Marc Wold

Professor
Education: 
Ph.D. in Biochemistry, John Hopkins Univ, School of Hygiene & Public Health
Department: 
Biochemistry
Office: 
3107 MERF
Phone: 
(319) 335-6784
Curriculum Vitae: 

Cancer is the second leading cause of death in America, causing ~1 of every 4 deaths in 2009. Unrepaired DNA damage and errors during DNA replication cause mutations that contribute to the development of spontaneous cancers. In addition, most chemotherapy drugs kill cancer cells by causing DNA damage or disrupting DNA replication or repair. Replication Protein A (RPA) is a three-subunit complex that binds ssDNA non-specifically with high affinity and is essential for DNA replication, DNA repair and the cellular DNA damage responce. Null mutations in RPA are lethal and affect multiple processes. The RPA complex is composed of three subunits, RPA1, RPA2 and RPA3. Normal human tissues also contain an alternative RPA complex (aRPA) in which the RPA2 subunit is replaced by a primate-specific isoform RPA4. aRPA is present in normal tissues but down-regulated in cancer cells. Functionally, aRPA supports DNA repair, recombination and checkpoint activation but does not support chromosomal DNA replication. Our research currently focuses on understanding the functions of the two human RPA complexes, RPA and aRPA in normal cells and their role in the development of cancer and other human diseases.
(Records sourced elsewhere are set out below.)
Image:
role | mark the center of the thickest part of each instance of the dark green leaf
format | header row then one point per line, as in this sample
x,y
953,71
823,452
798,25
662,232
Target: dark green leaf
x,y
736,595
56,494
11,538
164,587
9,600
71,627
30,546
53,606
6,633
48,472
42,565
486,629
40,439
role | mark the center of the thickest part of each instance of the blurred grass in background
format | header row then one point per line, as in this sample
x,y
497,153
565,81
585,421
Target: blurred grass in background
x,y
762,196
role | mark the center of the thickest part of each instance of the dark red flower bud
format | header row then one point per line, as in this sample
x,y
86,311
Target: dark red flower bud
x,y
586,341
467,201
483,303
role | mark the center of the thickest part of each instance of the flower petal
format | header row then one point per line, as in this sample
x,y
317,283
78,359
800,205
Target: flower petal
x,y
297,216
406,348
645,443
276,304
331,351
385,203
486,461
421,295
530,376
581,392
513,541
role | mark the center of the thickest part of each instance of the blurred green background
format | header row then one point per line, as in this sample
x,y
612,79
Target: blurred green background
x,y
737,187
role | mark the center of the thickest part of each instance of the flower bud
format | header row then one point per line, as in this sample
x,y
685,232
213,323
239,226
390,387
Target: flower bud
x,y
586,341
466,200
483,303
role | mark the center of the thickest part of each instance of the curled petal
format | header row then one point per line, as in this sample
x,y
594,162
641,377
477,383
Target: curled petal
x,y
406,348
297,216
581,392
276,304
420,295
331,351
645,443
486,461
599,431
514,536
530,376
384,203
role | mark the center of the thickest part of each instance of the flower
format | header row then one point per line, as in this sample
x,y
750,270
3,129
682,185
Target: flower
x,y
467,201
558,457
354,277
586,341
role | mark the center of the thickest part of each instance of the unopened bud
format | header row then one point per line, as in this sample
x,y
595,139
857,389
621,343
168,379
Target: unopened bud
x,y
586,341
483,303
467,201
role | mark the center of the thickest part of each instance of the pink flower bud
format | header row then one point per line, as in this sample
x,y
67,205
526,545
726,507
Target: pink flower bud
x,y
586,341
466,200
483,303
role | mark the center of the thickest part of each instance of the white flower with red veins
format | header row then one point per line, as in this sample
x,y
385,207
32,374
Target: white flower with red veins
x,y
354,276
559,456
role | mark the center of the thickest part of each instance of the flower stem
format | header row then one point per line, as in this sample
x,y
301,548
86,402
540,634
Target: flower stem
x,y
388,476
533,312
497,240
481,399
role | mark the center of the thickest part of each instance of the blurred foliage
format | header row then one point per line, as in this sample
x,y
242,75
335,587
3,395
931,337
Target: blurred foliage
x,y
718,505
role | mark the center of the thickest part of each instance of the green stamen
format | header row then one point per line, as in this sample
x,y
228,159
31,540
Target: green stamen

My laboratory has been study cellular DNA metabolism for more than 20 years. My lab has experience with a wide-range of biochemical, molecular and cellular approaches for analyzing DNA metabolism in vitro and in vivo. We have extensive experience with purification and biochemical analysis of proteins involved in DNA replication and repair. We have either developed or applied many methods for examining DNA binding and functional analysis of RPA in DNA replication and repair. We also carried out structural analysis of RPA and have established a knockdown-reconstitution system for analyzing the function of different forms of RPA or other proteins in human cells. These studies have developed methodology for determining the functions of RPA in cellular DNA replication, DNA repair (including methods for analyzing the efficiency of specific DNA repair pathways) and checkpoint activation. My lab has generated and purified a large number of mutant forms of RPA. We have domain deletion and point mutations at disrupted the function of individual domains of RPA, a number of mutants with altered DNA binding properties and phosphorylation mimetic and un-phosphorylatible forms. We have also recently identified several separation-of-function mutations in RPA that support DNA replication but not DNA repair.